DNAメチル化変化は、双極性障害との遺伝学的関連が報告されているゲノム領域に集積
次に、双極性障害の治療薬である気分安定薬の影響を調べるため、有効血中濃度域の気分安定薬(リチウム、バルプロ酸、カルバマゼピン)存在下でヒト神経系細胞株の培養を行い、DNAメチル化状態を測定したところ、双極性障害患者でDNAメチル化状態が変化した領域の約30%と重複が認められた。DNAメチル化変化の方向は死後脳での変化方向と逆方向を示すものが多く、治療効果を反映しているものと考えられた。

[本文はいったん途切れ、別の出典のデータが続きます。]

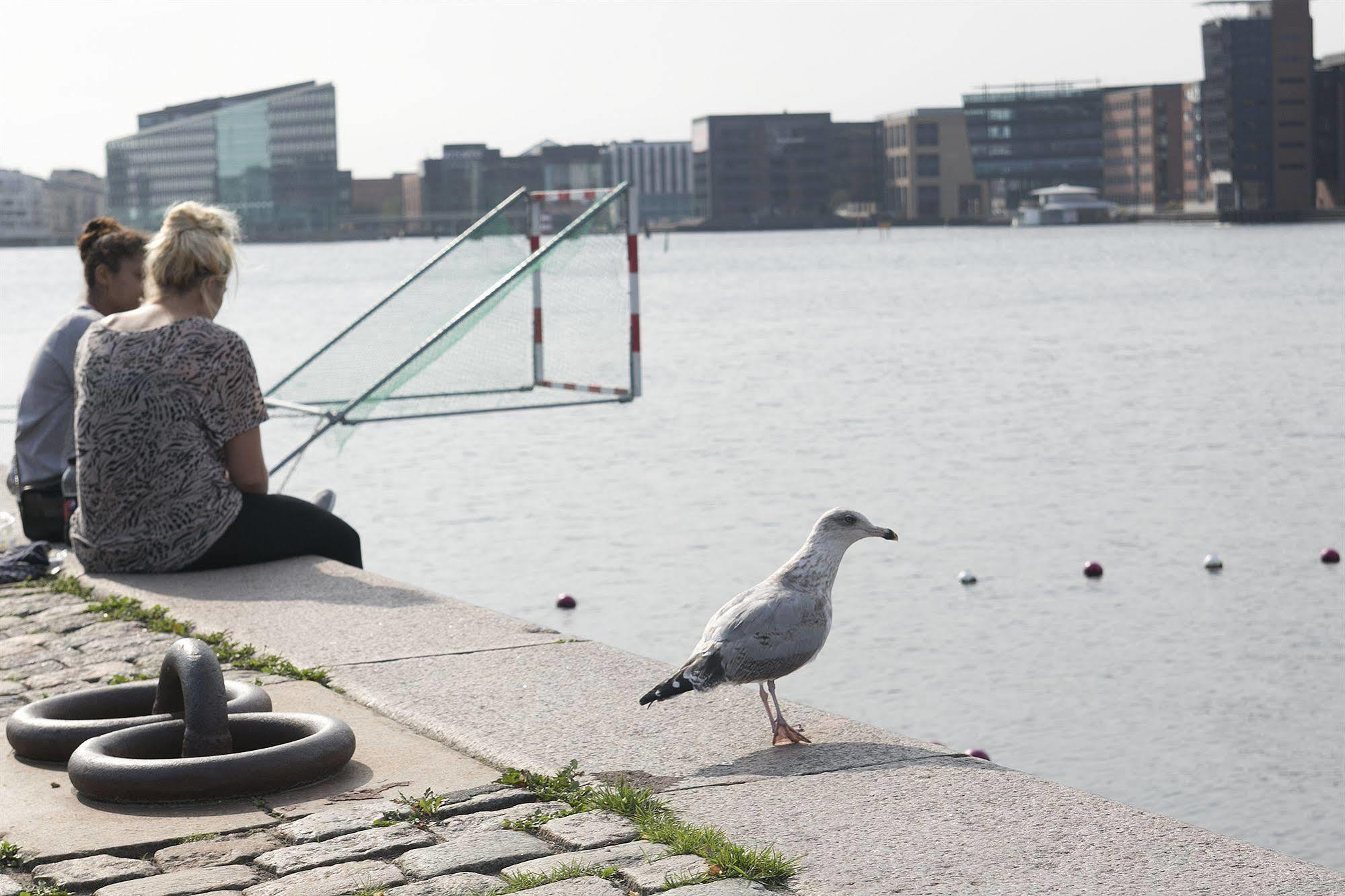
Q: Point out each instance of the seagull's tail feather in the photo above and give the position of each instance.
(671, 688)
(701, 673)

また、DNAメチル化変化に関連する10種の遺伝子の発現量を測定したところ、DNAメチル化酵素であるDNMT3B遺伝子が双極性障害患者で上昇しており、神経細胞特異的なDNAメチル化変化と関連している可能性が考えられた。
最後に、ゲノムワイド関連解析(GWAS)で同定された精神疾患に関連するゲノム領域とDNAメチル化状態が変化した領域を比較したところ、双極性障害のGWASで報告されたゲノム領域に有意な集積が認められ、うつ病や統合失調症で報告されたゲノム領域には集積は認められなかったという。
エピジェネティックな状態を標的とした治療薬の開発に期待
今回の研究成果により、神経細胞に特異的なDNAメチル化変化とその特徴が明らかにされたことで、双極性障害の病態の理解が大きく進むことが期待される。「エピジェネティックな状態を標的とした治療薬の開発が期待される」と、研究グループは述べている。